The firm handles criminal appeals by charging an initial fee for a thorough review of the record. This review allows us to determine if your case contains issues meritorious enough to warrant representation for the full appeal. Following a conviction, time is often of the essence to ensure your rights are preserved. Contact us today to discuss your case.
Decades of Experience in Your Corner
The following cases are examples of our attorneys’ successes advocating for clients on direct appeal and in other post-conviction proceedings. Every case is different, no outcome is ever guaranteed, and the results for these clients do not guarantee similar results for other clients.
State v. Gregory, 342 N.C. 580 (1996). A criminal defendant was convicted of first-degree murder and sentenced to death. On direct appeal, we obtained a ruling from the North Carolina Supreme Court finding that a conversation between the sentencing judge and a juror denied the defendant his right to a fair trial. The Court awarded the defendant a new trial.

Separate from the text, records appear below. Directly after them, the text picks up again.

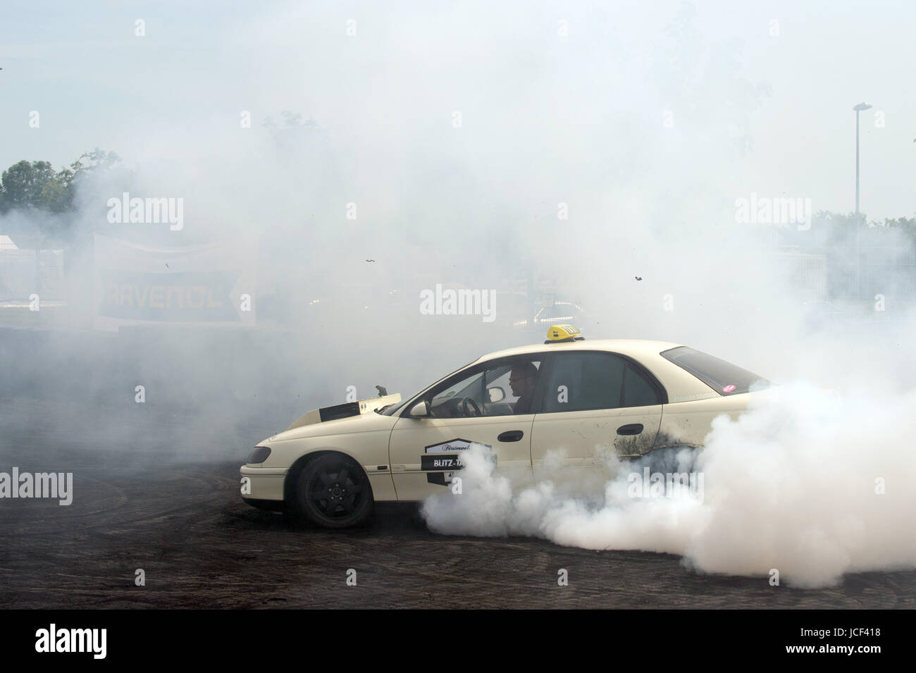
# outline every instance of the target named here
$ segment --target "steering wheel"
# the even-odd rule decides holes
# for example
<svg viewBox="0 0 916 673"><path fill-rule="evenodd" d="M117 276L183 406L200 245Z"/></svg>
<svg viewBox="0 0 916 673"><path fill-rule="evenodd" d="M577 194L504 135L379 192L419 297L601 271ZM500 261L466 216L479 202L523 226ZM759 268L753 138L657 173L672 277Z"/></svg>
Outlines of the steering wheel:
<svg viewBox="0 0 916 673"><path fill-rule="evenodd" d="M474 402L473 397L463 397L462 401L458 404L458 409L469 418L476 418L484 415L484 410L480 408L480 405Z"/></svg>

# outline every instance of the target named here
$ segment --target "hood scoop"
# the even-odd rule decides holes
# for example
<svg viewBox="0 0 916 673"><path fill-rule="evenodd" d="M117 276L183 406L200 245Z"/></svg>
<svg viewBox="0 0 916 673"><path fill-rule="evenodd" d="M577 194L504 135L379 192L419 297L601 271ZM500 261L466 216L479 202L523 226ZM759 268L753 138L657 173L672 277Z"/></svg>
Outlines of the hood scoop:
<svg viewBox="0 0 916 673"><path fill-rule="evenodd" d="M398 402L400 402L400 393L395 393L394 395L383 395L378 397L358 399L355 402L344 402L344 404L333 405L332 407L322 407L321 408L312 409L303 414L294 420L292 425L287 428L287 429L291 430L294 428L314 425L315 423L324 423L328 420L337 420L338 418L348 418L352 416L371 414L376 409L398 404Z"/></svg>

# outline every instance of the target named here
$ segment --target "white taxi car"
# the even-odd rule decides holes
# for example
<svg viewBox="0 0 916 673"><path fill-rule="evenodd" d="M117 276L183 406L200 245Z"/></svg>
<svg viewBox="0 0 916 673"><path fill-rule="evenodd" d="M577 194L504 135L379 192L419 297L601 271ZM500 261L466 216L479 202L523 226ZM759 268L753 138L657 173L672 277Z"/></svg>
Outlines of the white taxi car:
<svg viewBox="0 0 916 673"><path fill-rule="evenodd" d="M768 385L687 346L585 341L554 325L543 343L484 355L406 401L382 395L310 411L251 451L242 496L326 527L354 526L376 501L446 488L472 443L492 450L497 471L523 472L549 451L587 466L602 448L638 458L699 447L713 418L737 417Z"/></svg>

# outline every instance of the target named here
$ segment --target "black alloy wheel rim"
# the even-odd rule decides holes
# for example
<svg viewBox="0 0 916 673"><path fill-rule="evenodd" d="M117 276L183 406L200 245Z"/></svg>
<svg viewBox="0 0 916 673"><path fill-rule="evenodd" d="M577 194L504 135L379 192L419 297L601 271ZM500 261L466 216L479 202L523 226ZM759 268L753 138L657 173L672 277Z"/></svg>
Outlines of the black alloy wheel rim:
<svg viewBox="0 0 916 673"><path fill-rule="evenodd" d="M345 518L362 501L363 484L346 465L330 465L319 470L309 483L309 497L328 518Z"/></svg>

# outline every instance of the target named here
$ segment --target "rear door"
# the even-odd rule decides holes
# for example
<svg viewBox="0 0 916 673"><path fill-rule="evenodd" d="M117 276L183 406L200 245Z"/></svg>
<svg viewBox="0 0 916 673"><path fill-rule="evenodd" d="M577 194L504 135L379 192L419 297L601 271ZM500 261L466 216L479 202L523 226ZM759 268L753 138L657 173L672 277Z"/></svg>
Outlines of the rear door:
<svg viewBox="0 0 916 673"><path fill-rule="evenodd" d="M601 464L600 456L648 453L661 425L664 390L635 361L601 351L554 355L541 412L531 431L531 461L537 472L551 452L570 466Z"/></svg>

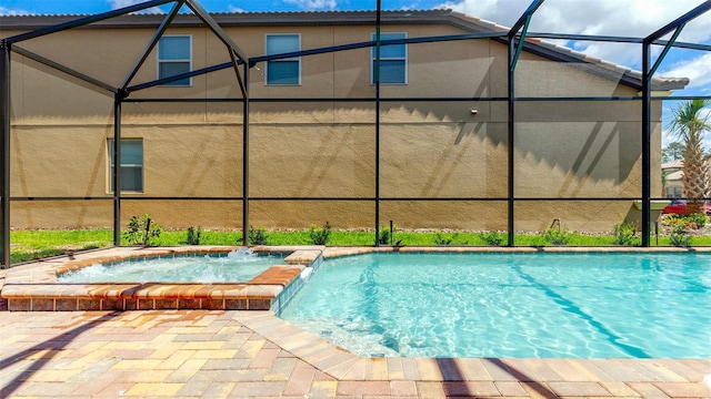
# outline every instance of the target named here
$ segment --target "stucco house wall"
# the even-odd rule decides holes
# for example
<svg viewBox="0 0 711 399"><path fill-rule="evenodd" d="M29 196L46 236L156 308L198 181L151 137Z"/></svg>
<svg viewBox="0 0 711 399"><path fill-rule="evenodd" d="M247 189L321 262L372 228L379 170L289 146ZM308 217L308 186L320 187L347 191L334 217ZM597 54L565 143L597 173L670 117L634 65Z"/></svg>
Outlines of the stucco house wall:
<svg viewBox="0 0 711 399"><path fill-rule="evenodd" d="M224 29L250 55L264 53L270 33L299 33L301 49L312 49L368 41L374 32L358 24ZM22 47L118 85L153 31L78 29ZM465 30L401 23L383 32L414 38ZM17 33L0 31L1 37ZM229 61L224 45L204 28L171 28L167 34L192 37L193 69ZM110 198L74 197L110 196L113 98L12 57L11 193L38 198L12 202L12 226L110 227ZM251 70L250 224L304 228L330 221L336 228L372 228L378 192L381 225L393 219L403 228L505 229L507 47L492 39L409 44L408 84L381 86L379 142L375 104L368 100L375 94L370 62L370 49L303 57L297 86L266 85L264 65ZM156 71L151 54L136 82L156 79ZM639 89L621 80L622 73L524 52L514 89L522 98L635 95ZM150 213L168 228L242 226L241 102L130 101L216 98L241 98L233 70L196 76L190 88L132 93L122 104L121 134L143 141L144 177L142 193L124 195L122 224ZM660 103L652 120L657 149ZM541 231L558 218L569 229L611 231L631 200L590 200L641 196L640 101L517 101L514 126L514 196L525 200L515 205L517 229ZM652 193L661 192L659 165L653 154Z"/></svg>

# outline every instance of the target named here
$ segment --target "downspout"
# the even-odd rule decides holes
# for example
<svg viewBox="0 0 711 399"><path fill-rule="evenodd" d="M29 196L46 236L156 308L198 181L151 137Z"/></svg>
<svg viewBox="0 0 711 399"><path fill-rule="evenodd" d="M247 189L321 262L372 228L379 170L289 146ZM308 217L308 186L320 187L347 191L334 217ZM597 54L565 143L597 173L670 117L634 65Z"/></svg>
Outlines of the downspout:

State v. White, 135 N.C. App. 349 (1999). A thirteen-year old child was convicted of first-degree rape and sentenced to up to twenty years in prison. The North Carolina Court of Appeals vacated the conviction, finding that the trial court erroneously permitted the introduction of allegations of another offense.

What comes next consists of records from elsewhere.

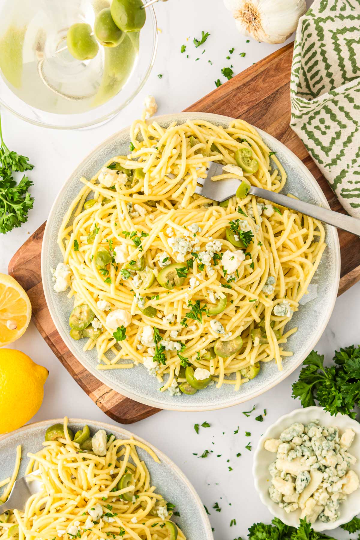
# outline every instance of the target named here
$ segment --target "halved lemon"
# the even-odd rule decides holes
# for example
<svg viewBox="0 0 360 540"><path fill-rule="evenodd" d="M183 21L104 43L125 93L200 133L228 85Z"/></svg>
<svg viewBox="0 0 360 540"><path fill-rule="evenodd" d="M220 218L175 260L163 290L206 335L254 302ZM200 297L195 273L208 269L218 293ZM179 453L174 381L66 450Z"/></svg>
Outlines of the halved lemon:
<svg viewBox="0 0 360 540"><path fill-rule="evenodd" d="M31 317L29 296L16 280L0 273L0 347L18 339Z"/></svg>

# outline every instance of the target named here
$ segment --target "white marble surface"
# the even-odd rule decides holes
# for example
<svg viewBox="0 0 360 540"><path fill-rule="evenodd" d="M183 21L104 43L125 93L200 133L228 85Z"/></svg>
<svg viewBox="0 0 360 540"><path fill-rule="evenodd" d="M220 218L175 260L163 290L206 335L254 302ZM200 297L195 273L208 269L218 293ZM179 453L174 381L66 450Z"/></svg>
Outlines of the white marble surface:
<svg viewBox="0 0 360 540"><path fill-rule="evenodd" d="M308 5L311 3L309 0ZM246 38L236 31L221 0L171 0L167 4L159 3L156 12L162 31L152 73L134 102L106 125L79 132L50 131L28 125L2 111L3 131L8 145L29 156L36 166L31 174L35 184L34 209L26 224L0 237L0 272L6 272L15 251L46 219L58 191L76 165L93 147L129 124L140 113L147 94L155 96L160 114L182 110L211 91L218 77L224 80L220 70L230 65L226 57L232 47L235 50L231 63L235 73L277 48L253 40L246 43ZM192 39L194 36L199 38L202 30L210 32L211 35L204 47L195 49ZM187 45L188 59L180 52L183 43ZM205 52L201 55L204 48ZM246 53L244 58L239 56L242 52ZM198 56L200 60L196 62ZM208 62L209 59L212 65ZM162 74L161 79L158 73ZM359 305L360 284L337 300L317 347L329 359L335 349L358 343L358 325L354 321L358 321ZM66 414L112 422L79 388L32 323L13 347L45 366L50 372L43 405L33 421ZM254 448L270 422L299 406L298 402L291 397L291 384L298 373L298 370L280 386L244 406L209 413L164 411L131 427L137 434L161 448L188 476L211 512L209 518L216 540L233 540L239 536L245 538L247 528L254 522L266 523L271 519L253 487L252 453L245 446L250 442ZM242 412L251 409L253 404L256 405L256 411L247 418ZM256 422L255 413L260 414L264 408L268 412L264 421ZM194 424L206 420L211 427L201 428L196 435ZM239 433L234 434L238 426ZM251 433L251 437L245 437L246 430ZM206 449L214 453L206 459L199 461L193 455L193 453L201 454ZM239 452L242 455L236 457ZM217 454L221 454L221 457L217 457ZM228 470L229 466L233 468L232 471ZM212 508L216 502L221 507L221 512ZM230 528L233 518L237 524ZM348 537L347 533L342 531L336 531L334 535L338 538Z"/></svg>

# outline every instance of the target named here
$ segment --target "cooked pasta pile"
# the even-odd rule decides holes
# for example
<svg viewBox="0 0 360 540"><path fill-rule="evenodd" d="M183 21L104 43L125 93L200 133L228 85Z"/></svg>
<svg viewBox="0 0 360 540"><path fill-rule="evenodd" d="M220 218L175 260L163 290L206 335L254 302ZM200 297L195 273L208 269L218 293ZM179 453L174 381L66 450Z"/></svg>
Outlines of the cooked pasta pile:
<svg viewBox="0 0 360 540"><path fill-rule="evenodd" d="M59 425L53 427L58 428ZM132 438L117 439L113 435L107 437L104 430L94 436L96 446L93 443L93 447L97 453L82 450L81 444L71 440L65 417L63 437L45 441L42 450L28 454L30 461L25 474L35 471L33 477L40 480L43 488L30 497L24 511L14 510L3 516L0 540L9 537L186 540L180 529L169 521L174 505L155 492L146 465L136 450L137 447L143 448L159 463L151 449ZM16 479L21 456L19 446L11 480L0 483L9 482L3 500ZM14 525L18 525L18 530ZM177 537L176 533L171 535L173 530L177 531Z"/></svg>
<svg viewBox="0 0 360 540"><path fill-rule="evenodd" d="M219 205L194 194L210 161L233 166L215 181L284 187L276 156L242 120L224 129L138 120L131 134L129 155L81 179L59 231L69 296L81 306L72 337L89 338L98 369L143 363L172 394L214 382L237 390L273 359L281 369L296 330L285 325L326 247L322 224L250 195ZM246 159L239 168L236 151L257 170L247 172Z"/></svg>

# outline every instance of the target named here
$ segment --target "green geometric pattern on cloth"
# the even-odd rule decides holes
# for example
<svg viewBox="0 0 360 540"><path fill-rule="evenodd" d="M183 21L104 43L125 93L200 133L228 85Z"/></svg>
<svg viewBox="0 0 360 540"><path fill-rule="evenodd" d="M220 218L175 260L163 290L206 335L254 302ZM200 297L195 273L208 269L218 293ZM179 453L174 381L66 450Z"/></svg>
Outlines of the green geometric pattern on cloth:
<svg viewBox="0 0 360 540"><path fill-rule="evenodd" d="M290 126L360 218L360 0L315 0L299 21Z"/></svg>

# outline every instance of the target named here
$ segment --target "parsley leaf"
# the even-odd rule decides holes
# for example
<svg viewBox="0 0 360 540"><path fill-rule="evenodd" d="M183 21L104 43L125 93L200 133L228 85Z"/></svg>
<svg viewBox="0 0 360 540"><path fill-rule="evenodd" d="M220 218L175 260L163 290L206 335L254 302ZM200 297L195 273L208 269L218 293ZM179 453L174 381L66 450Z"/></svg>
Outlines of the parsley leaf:
<svg viewBox="0 0 360 540"><path fill-rule="evenodd" d="M117 341L123 341L126 338L126 329L125 326L121 325L121 327L118 327L113 335Z"/></svg>
<svg viewBox="0 0 360 540"><path fill-rule="evenodd" d="M230 80L230 79L233 78L233 75L234 75L234 71L231 69L231 68L223 68L221 70L221 73L226 77L228 80Z"/></svg>
<svg viewBox="0 0 360 540"><path fill-rule="evenodd" d="M200 45L202 45L203 43L205 43L209 35L210 34L208 32L207 32L206 33L205 33L203 30L201 30L201 39L196 39L196 37L194 38L193 43L195 46L199 47Z"/></svg>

Conaway v. Polk, 453 F.3d 567 (4th Cir. 2006). After the North Carolina Supreme Court affirmed a criminal defendant’s death sentence, and a federal trial court denied the defendant’s petition for habeas corpus, we represented the defendant on appeal of the habeas ruling before the Fourth Circuit Court of Appeals. The Fourth Circuit ordered that the district court hold a hearing over claims of juror bias, with the defendant ultimately obtaining a new trial.

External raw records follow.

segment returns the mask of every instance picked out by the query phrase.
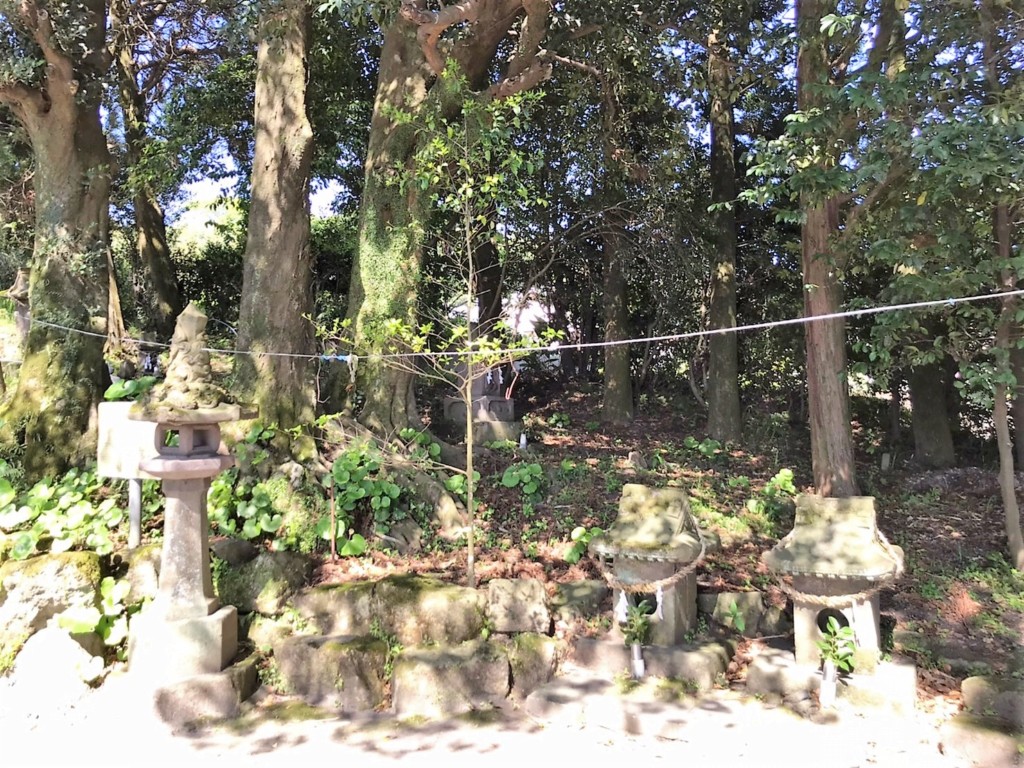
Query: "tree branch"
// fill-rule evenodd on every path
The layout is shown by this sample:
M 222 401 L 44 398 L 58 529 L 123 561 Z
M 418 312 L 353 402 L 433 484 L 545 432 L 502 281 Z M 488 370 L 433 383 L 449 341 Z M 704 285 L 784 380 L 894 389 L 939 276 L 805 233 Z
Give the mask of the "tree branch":
M 508 98 L 516 93 L 528 91 L 550 77 L 551 62 L 538 57 L 521 75 L 516 78 L 505 78 L 501 82 L 495 83 L 488 92 L 493 98 Z
M 516 80 L 526 73 L 540 53 L 541 43 L 548 34 L 548 14 L 551 12 L 549 0 L 522 0 L 526 15 L 519 28 L 519 45 L 509 61 L 506 80 Z
M 903 179 L 906 176 L 906 169 L 901 163 L 893 163 L 889 168 L 889 172 L 886 177 L 882 179 L 874 187 L 867 193 L 864 199 L 854 206 L 850 212 L 846 215 L 846 222 L 843 228 L 843 233 L 840 236 L 840 241 L 845 241 L 850 238 L 850 236 L 856 231 L 857 224 L 860 223 L 860 218 L 865 213 L 871 210 L 871 207 L 881 200 L 882 196 L 889 191 L 894 184 Z
M 45 111 L 46 99 L 35 88 L 22 83 L 9 83 L 0 86 L 0 104 L 7 104 L 15 117 L 24 123 L 30 112 Z
M 444 57 L 437 47 L 444 31 L 457 24 L 467 22 L 472 24 L 480 12 L 480 0 L 462 0 L 453 5 L 443 6 L 440 10 L 427 10 L 425 0 L 401 0 L 399 13 L 402 18 L 419 27 L 416 33 L 423 55 L 430 69 L 438 77 L 444 72 Z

State v. Everrette, 256 N.C.App. 244, 807 S.E.2d 168 (2017). A criminal defendant was convicted of obtaining property by false pretenses. On direct appeal, we obtained a ruling from the North Carolina Court of Appeals that vacated the convictions based on fatal flaws in the criminal indictments.
State v. Stanley, 259 N.C.App. 708, 817 S.E.2d 107 (2018). A criminal defendant was convicted of narcotics offenses. We obtained a ruling from the North Carolina Court of Appeals finding that investigating officers violated the defendant’s Fourth Amendment rights when they approached his home’s backdoor without a warrant. The Court suppressed all relevant evidence and vacated the defendant’s criminal convictions.
State v. Ferrer, 260 N.C.App. 625, 818 S.E.2d 697 (2018). A criminal defendant was convicted of insurance fraud. We obtained a ruling from the North Carolina Court of Appeals that vacated the conviction after finding it was not supported by sufficient evidence.
State v. Reed, 373 N.C. 498, 838 S.E.2d 414 (2020). A criminal defendant was convicted of narcotics offenses after his vehicle was stopped by an officer. The North Carolina Supreme Court found the officer violated the Fourth Amendment when he continued questioning the defendant in his patrol car after issuing a traffic citation, and vacated the defendant’s criminal convictions.